Maybe a polished turn, maybe not. I guess we'll know soon enough.
But wouldn’t you agree that the Jonathan Harker storyline is weak when it should be at least a counterpart to the Mina story?
Not really. Harker plays a minimal role in the film, so in that respect it doesn't matter that it's a mundane character (played even more mundane by Keanu) and that his relationship to Mina is downplayed. It's all about mise-en-scene, Gary Oldman, production design, music, MOOD.
I think FFC's Bram Stoker's Dracula is an okay film, but the title insults the intelligence of any viewer who ever actually read Bram Stoker's Dracula.

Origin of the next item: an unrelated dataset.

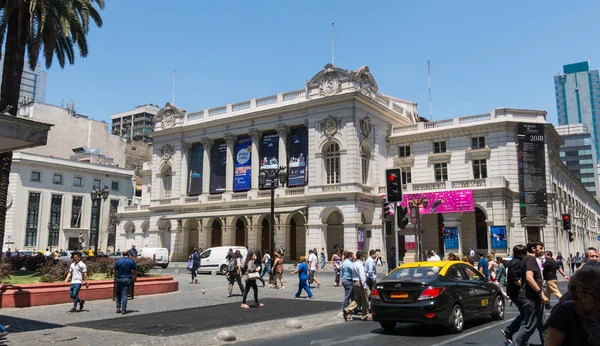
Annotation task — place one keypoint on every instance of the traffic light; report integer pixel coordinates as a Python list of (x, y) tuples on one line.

I mean, if you're going to use the author in the title, read the damn book, Francis.
Granted, faithful adaptions of novels don't necessarily translate into good movies: the BBC Dracula with Louis Jourdan was very faithful, excepting the pretty boy casting of the count, but suffered from poor production values.
Okay, this is the wrong thread to vent but since it came up . . .
I think FFC's Bram Stoker's Dracula is an okay film, but the title insults the intelligence of any viewer who ever actually read Bram Stoker's Dracula. I mean, if you're going to use the author in the title, read the damn book, Francis.
Yeah, exactly. (I can't stand the film, even beyond it being an awful adaptation of the book which pretends to be faithful just because it deletes fewer characters than usual... Keanu is absolutely horrible and this is probably the only bad performance I've ever seen from Anthony Hopkins.)
My guess: lazy Googling, not actually reading a page, just seeing excerpts of text and assuming it is correct. But I'm sure the film will be better than this.